Anne’s daughter Jen was at home when we went to pick up our post and we realised that she’d never been to see the boat, so the next morning they both followed us back to Stoke Golding for a day on board. We went on a 6 hour cruise all the way to the end of the Ashby, turned right onto the Coventry, through Nuneaton and pulled up at Hartshill, just by the maintenance yard and its beautiful clock tower. Yes, right where we’d visited Happy Daze the week before. Jen was very impressed with it all.
Hartshill was a very useful mooring; there was a little car park right by the bridge and a water point, both of which we made full use of before we left.
Karen, Andrew and Ben came up one evening and we all went out for a meal. It would be nice to say that it was our scintillating company that persuaded them to sit in a car for six hours, or perhaps the attraction of the menu at the Stag & Pheasant (Lasagne, Spag bol or pizza.) but no. Ben was sussing out universities and Derby was on his list, so after looking around the halls and campus we were deemed to be worth a half hour diversion at least. Don’t think for a moment that we were at all disappointed in the pub, we’re great fans of a limited menu; we’d much rather peruse three choices written in chalk on a blackboard in words we understand, knowing that everything has been cooked today no more than 20 feet from our table, than flick through endless leather-bound pages of meaningless adjectives describing a freezer full of boil-in-the-bag, overpriced scrag-end. We can happily report that Italian Night (every Saturday) at the Stag & Pheasant is worth a visit, as is Curry Night (every Monday) when we went with Chloe. Just don’t expect soup.
Kim, Luke and George joined us when we boated from Hartshill down the beautifully kept Atherstone flight to Polesworth. It was George’s first proper boating day and he thoroughly enjoyed all the wavy water and the ducks, although what he seemed to enjoy most was our mattress and a throbbing Lister; this he made abundantly clear by sleeping for two hours on the former while less than three feet from the latter.
We reckon he’s got diesel in his veins.
Polesworth is a lovely spot;
it’s got shops a short walk away, there’s good parking and it’s very sheltered (a fact we were thankful of when the tail-end of Hurricane Gonzalo came along).

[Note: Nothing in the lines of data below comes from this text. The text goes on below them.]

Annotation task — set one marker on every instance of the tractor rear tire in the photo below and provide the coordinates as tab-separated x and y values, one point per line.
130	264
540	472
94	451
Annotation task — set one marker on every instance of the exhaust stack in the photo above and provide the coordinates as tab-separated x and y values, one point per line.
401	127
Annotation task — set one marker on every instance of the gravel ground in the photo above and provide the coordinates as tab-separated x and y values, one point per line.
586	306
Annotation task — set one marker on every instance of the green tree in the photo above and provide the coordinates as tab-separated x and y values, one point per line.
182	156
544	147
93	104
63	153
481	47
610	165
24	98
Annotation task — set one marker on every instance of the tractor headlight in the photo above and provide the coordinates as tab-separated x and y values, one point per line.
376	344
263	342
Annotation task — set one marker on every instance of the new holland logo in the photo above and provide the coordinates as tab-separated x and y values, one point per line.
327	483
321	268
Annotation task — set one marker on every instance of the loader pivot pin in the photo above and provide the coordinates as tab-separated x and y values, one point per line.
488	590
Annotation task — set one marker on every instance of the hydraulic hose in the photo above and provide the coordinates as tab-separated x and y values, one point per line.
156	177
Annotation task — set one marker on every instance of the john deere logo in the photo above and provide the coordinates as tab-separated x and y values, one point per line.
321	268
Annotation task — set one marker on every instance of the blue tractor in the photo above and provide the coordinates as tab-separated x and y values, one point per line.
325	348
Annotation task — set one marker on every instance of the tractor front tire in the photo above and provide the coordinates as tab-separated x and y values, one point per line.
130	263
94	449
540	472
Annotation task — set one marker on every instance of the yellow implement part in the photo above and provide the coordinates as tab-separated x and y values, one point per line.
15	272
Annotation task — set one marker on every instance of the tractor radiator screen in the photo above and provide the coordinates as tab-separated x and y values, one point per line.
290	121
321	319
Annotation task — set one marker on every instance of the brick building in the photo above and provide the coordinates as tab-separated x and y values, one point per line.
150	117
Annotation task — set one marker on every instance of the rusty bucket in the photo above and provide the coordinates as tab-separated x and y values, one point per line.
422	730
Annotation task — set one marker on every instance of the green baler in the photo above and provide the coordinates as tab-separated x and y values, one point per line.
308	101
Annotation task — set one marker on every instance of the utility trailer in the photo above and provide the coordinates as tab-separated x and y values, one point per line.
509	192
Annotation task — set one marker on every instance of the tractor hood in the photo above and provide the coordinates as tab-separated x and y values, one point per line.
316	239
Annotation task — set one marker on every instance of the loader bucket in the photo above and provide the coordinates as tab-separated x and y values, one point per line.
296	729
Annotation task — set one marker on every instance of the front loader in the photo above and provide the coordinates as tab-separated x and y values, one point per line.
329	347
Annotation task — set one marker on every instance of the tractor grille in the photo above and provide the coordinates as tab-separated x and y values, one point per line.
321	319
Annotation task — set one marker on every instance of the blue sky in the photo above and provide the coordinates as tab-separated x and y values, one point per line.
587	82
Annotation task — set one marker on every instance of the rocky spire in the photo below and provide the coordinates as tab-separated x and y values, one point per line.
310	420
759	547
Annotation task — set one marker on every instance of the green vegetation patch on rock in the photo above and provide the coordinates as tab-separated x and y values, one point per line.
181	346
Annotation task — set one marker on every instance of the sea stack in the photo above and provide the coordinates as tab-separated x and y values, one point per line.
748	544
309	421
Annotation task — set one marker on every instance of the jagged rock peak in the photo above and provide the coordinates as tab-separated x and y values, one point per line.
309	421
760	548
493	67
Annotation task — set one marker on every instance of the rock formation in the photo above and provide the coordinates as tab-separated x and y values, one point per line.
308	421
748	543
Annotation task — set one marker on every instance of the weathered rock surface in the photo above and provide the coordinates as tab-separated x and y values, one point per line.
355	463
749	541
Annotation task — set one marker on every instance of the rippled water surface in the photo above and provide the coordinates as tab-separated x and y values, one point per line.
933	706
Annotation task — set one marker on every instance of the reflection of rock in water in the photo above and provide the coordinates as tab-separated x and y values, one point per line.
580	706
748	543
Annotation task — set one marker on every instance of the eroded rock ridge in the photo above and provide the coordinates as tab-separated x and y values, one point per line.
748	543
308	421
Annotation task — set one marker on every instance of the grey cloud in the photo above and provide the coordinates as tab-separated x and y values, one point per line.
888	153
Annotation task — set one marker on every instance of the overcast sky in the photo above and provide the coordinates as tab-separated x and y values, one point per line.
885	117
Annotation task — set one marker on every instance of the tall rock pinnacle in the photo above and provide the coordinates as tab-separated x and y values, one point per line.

It used to be surrounded by coal mines, the remains of which, and their associated spoil heaps, are now nature reserves with some lovely walks through them.
At the top of one of the old slag heaps is this.
It is made to look like thousands of gold leaves on top of each other, we think it might represent the wealth made by the ancient forest that metamorphosed into coal under the ground here, but it could just as easily be a massive tooth-pick. This is what it looks like from the bottom.
And this is what Ann-Marie looked like taking that photo.